A Polícia Civil do Rio Grande do Sul concluiu dois inquéritos e indiciou formalmente um professor da rede municipal de ensino de Itaqui, na Fronteira Oeste do estado, pelo crime de estupro de vulnerável. O homem é acusado de praticar atos de conotação sexual contra duas estudantes, de 12 e 13 anos, dentro de salas de aula de duas instituições diferentes do município.
No indiciamento, a autoridade policial incluiu a causa de aumento de pena pelo fato de o investigado ser preceptor das vítimas, ou seja, exercia posição de autoridade, ensino e responsabilidade direta sobre as menores.

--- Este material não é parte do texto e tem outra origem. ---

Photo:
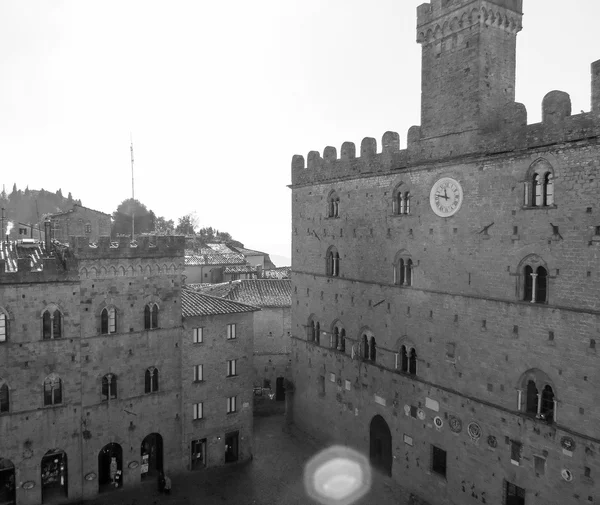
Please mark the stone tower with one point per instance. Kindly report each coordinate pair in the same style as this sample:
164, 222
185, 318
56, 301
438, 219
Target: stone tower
468, 62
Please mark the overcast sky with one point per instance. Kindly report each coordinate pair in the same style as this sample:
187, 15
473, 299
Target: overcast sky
220, 94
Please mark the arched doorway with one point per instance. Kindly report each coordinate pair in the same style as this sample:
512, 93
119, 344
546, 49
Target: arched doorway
54, 475
110, 467
381, 445
7, 482
151, 456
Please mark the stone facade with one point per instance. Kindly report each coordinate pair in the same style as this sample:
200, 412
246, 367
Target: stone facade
467, 309
80, 221
215, 386
81, 282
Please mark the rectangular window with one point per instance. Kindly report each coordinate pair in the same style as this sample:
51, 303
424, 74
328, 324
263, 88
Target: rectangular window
198, 454
198, 411
231, 331
231, 367
515, 452
438, 460
231, 404
515, 495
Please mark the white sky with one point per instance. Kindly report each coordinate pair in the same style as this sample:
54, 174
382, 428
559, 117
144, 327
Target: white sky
220, 94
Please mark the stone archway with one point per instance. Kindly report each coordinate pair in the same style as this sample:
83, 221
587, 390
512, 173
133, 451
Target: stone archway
152, 456
7, 482
381, 445
110, 473
55, 485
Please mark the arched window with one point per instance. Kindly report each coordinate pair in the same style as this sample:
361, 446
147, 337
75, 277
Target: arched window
4, 398
151, 316
412, 362
403, 269
400, 200
539, 184
51, 323
531, 398
52, 390
372, 349
548, 190
333, 205
534, 280
540, 400
333, 262
3, 326
108, 320
404, 359
109, 387
151, 380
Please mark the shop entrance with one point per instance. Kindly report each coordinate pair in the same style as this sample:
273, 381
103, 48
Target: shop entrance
7, 482
381, 445
54, 476
110, 468
152, 453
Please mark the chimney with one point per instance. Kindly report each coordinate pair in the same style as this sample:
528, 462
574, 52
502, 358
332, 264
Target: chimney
47, 238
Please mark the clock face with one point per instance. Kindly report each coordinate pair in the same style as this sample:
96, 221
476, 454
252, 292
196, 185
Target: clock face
446, 197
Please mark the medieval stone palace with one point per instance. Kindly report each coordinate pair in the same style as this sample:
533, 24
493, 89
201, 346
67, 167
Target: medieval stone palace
445, 297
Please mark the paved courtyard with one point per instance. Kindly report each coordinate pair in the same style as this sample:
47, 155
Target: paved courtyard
273, 477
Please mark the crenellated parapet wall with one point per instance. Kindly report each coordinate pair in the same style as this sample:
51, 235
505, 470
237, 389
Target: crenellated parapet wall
434, 24
148, 246
507, 131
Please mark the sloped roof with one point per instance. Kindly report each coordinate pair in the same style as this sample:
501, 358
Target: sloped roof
277, 273
12, 250
257, 292
199, 304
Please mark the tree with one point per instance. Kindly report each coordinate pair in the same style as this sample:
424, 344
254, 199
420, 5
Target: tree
187, 224
164, 227
122, 218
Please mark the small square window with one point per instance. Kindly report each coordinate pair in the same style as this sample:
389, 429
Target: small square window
231, 332
231, 367
515, 452
198, 411
438, 460
198, 335
231, 404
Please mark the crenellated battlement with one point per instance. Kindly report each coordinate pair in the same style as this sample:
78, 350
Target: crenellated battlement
507, 131
435, 23
146, 246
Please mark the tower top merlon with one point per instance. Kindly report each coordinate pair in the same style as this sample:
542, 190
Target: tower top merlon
436, 9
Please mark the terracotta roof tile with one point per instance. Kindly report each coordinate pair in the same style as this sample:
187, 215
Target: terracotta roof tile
198, 304
257, 292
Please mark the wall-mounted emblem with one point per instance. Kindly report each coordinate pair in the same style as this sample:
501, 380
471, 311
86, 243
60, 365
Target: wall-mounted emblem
567, 475
474, 431
567, 443
455, 424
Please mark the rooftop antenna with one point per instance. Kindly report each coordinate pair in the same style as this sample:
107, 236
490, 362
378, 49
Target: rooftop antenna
132, 191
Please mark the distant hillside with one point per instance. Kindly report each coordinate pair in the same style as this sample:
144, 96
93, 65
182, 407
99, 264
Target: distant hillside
30, 205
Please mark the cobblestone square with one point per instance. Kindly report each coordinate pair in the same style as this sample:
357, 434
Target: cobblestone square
273, 477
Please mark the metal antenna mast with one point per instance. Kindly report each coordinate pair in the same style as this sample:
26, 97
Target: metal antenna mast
132, 191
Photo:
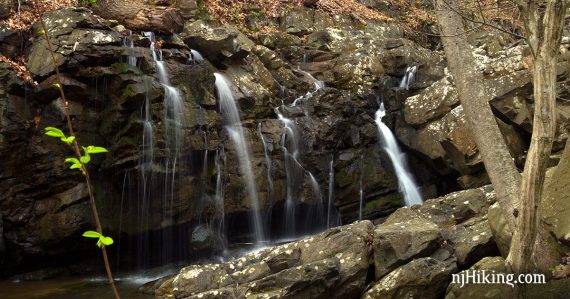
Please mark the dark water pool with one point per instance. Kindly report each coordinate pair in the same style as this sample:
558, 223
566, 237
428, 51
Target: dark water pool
76, 287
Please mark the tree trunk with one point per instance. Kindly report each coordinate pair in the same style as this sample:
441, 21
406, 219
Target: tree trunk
139, 17
475, 101
544, 32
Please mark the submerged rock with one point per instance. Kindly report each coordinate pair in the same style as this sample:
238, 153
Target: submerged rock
333, 262
421, 278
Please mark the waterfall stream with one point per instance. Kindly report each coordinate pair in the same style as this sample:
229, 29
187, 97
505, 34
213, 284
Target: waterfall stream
390, 145
230, 113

Os abusos ocorreram entre os meses de setembro e outubro de 2025. O caso veio à tona e chegou ao conhecimento dos órgãos de segurança por meio do Conselho Tutelar, que foi acionado pelas famílias das adolescentes e pelas direções das escolas envolvidas.
De acordo com o relatório das investigações, o professor utilizava sua condição profissional e de autoridade para isolar as vítimas. Sob o pretexto de prestar “explicações pedagógicas” individuais nas classes, ele mantinha aproximação física excessiva, dirigia olhares fixos constrangedores e realizava toques inadequados e progressivos sobre os corpos das estudantes.
Depoimentos de testemunhas e de outros alunos das instituições confirmaram o padrão de abordagem do indiciado. Para quebrar a resistência das adolescentes e tentar criar um vínculo espúrio de confiança, o homem utilizava o oferecimento insistente de doces e guloseimas. Diante do pavor e do profundo abalo emocional, uma das menores chegou a deixar de frequentar a escola para não ter contato com o agressor.
Ao término das diligências, a Polícia Civil tipificou a conduta do docente no artigo 217-A do Código Penal (estupro de vulnerável), que abrange qualquer ato libidinoso ou conjunção carnal com menores de 14 anos, independentemente de haver consentimento ou violência física aparente.
O relatório final foi formalmente encaminhado ao Poder Judiciário. O caso agora está sob análise do Ministério Público (MP-RS), a quem caberá oferecer a denúncia criminal e avaliar o pedido de decretação de prisão preventiva ou de outras medidas cautelares restritivas contra o professor.
Em nota oficial, a Polícia Civil do Rio Grande do Sul reiterou o compromisso permanente com a proteção integral de crianças e adolescentes, ressaltando o papel fundamental da comunidade escolar e do Conselho Tutelar na interrupção imediata de ciclos de violência.
A Prefeitura Municipal de Itaqui foi formalmente procurada pela reportagem para se manifestar sobre o afastamento administrativo do servidor e as medidas adotadas, mas não enviou resposta até o fechamento desta matéria. O espaço permanece aberto para o posicionamento do Executivo.